Le Flamand aime jouer avec le hasard. Avec lui, l’impossible devient possible. Et troublant.
Las de tous ces mentalistes et hypnotiseurs qui prétendent hypnotiser les foules, Kurt Demey n’a pas eu besoin de buzz pour trouver son public. Depuis une vingtaine d’années, il fascine avec ses installations et ses étranges rituels poétiques. Nombreux sont ceux qui ont déjà succombé au charme singulier de celui qui aime “ flirter avec ce qui nous dépasse. ”
Qu’est-ce que la magie mentale exactement ?
Kurt Demey: Question essentielle ! Si on a envie d’assister à mes spectacles, on peut se dire en lisant la présentation mais qu’est-ce que c’est que ce truc ? De la magie ? Du mentalisme ? Du théâtre ? Des prouesses de nouvelles technologies au service de l’illusionnisme ? C’est tout cela, et plus encore: c’est de la “ magie nouvelle ” un genre mariant la magie au sens traditionnel et d’autres formes d’art, ici le mentalisme.
Et en tant que mentaliste, j’utilise la magie comme un peintre utilise ses pinceaux, pour communiquer avec le public. Comme la magie traditionnelle, ce que je propose repose sur l’illusion, mais au lieu d’être visuelle, ma magie est mentale, elle se passe dans la tête.

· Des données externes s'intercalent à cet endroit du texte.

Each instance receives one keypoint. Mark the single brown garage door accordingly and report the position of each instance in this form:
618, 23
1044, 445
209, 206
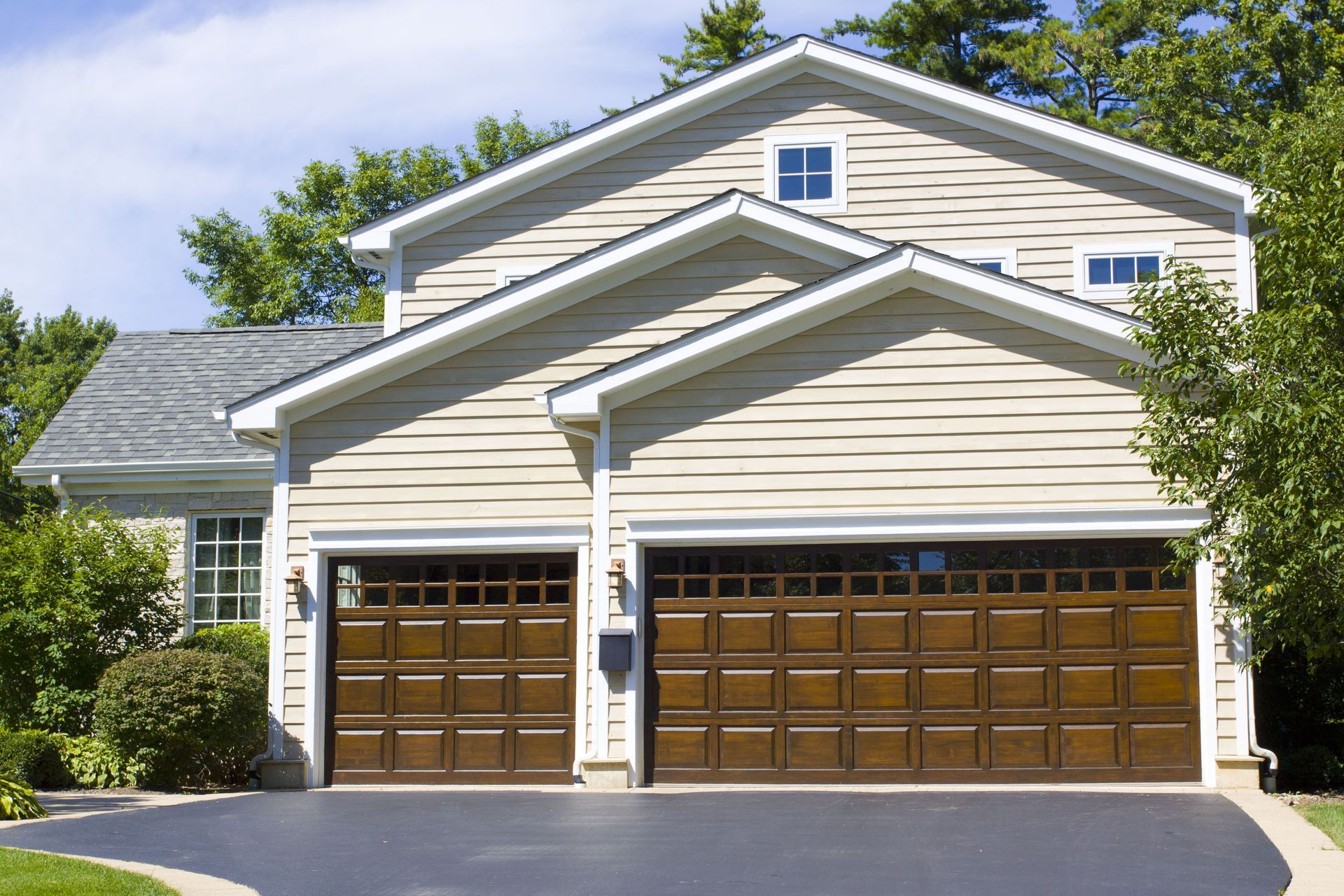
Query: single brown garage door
452, 669
921, 663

Comment devient-on un magicien mentaliste ?
Kurt Demey: Je suis plasticien de formation, mais avant toute chose, il faut être un bon acteur. Ensuite, j’ai beaucoup appris dans les livres, mais aussi lors des congrès de mentalistes. Il existe aussi des associations spécialisées. Mais comme toutes les formes d’art, il faut pratiquer et se confronter au public, comme le ferait n’importe quel musicien ou comédien. Pour ma part, je n’ai jamais cherché la célébrité cathodique pour asseoir mon succès, comme de soi-disant fascinateurs, un peu gourous aux égos surdimensionnés, qui se prennent très au sérieux et prétendent manipuler le subconscient…
“ Je donne des missions aux spectateurs ”

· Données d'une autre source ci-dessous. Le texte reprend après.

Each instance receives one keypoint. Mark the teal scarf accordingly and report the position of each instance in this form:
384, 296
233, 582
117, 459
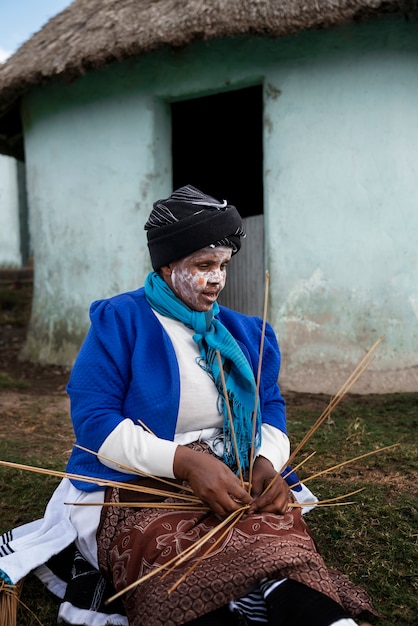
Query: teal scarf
211, 335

Comment intégrez-vous le mentalisme dans votre spectacle ?
Kurt Demey: C’est très interactif. Je manipule les coïncidences jusqu’à ce que le public voie des liens partout. J’ai créé ce spectacle autour du sentiment magique qu’on a lorsqu’on cherche à donner une signification au hasard. Plus je multiplie les coïncidences et plus cela devient énervant, jusqu’au point où le public se dit: “ Mais ce n’est pas possible, ça ne peut pas être le fruit du hasard !” C’est une sorte de jeu de rôle entre moi et le public. Certains spectateurs viennent sur scène, et je demande carrément à d’autres de quitter leur siège et de sortir. Je leur donne des missions. Ils découvrent alors comment le hasard se produit et ils commencent à chercher des liens entre les choses…
Joris Vanvinckenroye, un contrebassiste, vous accompagne sur scène. Quel est son rôle ?
Kurt Demey: Joris Vanvinckenroye joue ses propres compositions post-rock, pour l’ambiance, mais c’est aussi un personnage à part entière. Il est un peu mon antithèse. Alors que je suis toujours dans la recherche et le hasard, il reste stoïque. Quand nous sommes tous surpris, pour lui, c’est évident !
Kurt Demey, êtes-vous toujours à la recherche de ce “ moment magique ” dont vous parlez souvent ?
Kurt Demey: Oui. Nous vivons des moments magiques que ce soit dans les films, les pièces de théâtre et dans la vraie vie. Ce sont généralement des moments poétiques que nous élevons presque au-dessus du réel. Sur scène, c’est ce moment où le spectateur oscille entre la poésie et la confrontation à ses limites de perception et de raisonnement, et c’est là où se trouve la magie.